9

I know about approximate string searching and things like the Levenshtein distance, but what I want to do is take a large list of strings and quickly pick out any matching pairs that are similar to each other (say, 1 Damerau-Levenshtein distance apart).
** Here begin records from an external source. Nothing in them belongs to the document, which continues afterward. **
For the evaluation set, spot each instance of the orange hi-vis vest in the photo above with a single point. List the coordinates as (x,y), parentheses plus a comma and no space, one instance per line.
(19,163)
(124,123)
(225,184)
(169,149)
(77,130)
So something like this

l = ["moose", "tiger", "lion", "mouse", "rat", "fish", "cat"]

matching_strings(l)

# Output
# [["moose","mouse"],["rat", "cat"]]

I only really know how to use R and Python, so bonus points if your solution can be easily implemented in one of those languages.

UPDATE:

Thanks to Collapsar's help, here is a solution in Python

import numpy
import functools
alphabet = {'a': 0, 'c': 2, 'b': 1, 'e': 4, 'd': 3, 'g': 6, 'f': 5, 'i': 8, 'h': 7, 'k': 10, 'j': 9, 'm': 12, 'l': 11, 'o': 14, 'n': 13, 'q': 16, 'p': 15, 's': 18, 'r': 17, 'u': 20, 't': 19, 'w': 22, 'v': 21, 'y': 24, 'x': 23, 'z': 25}


l = ["moose", "tiger", "lion", "mouse", "rat", "fish", "cat"]
fvlist=[]

for string in l:
    fv = [0,0,0,0,0,0,0,0,0,0,0,0,0,0,0,0,0,0,0,0,0,0,0,0,0,0]
    for letter in string:
        fv[alphabet[letter]]+=1
    fvlist.append(fv)

fvlist.sort (key=functools.cmp_to_key(lambda fv1,fv2: numpy.sign(numpy.sum(numpy.subtract(fv1, fv2)))))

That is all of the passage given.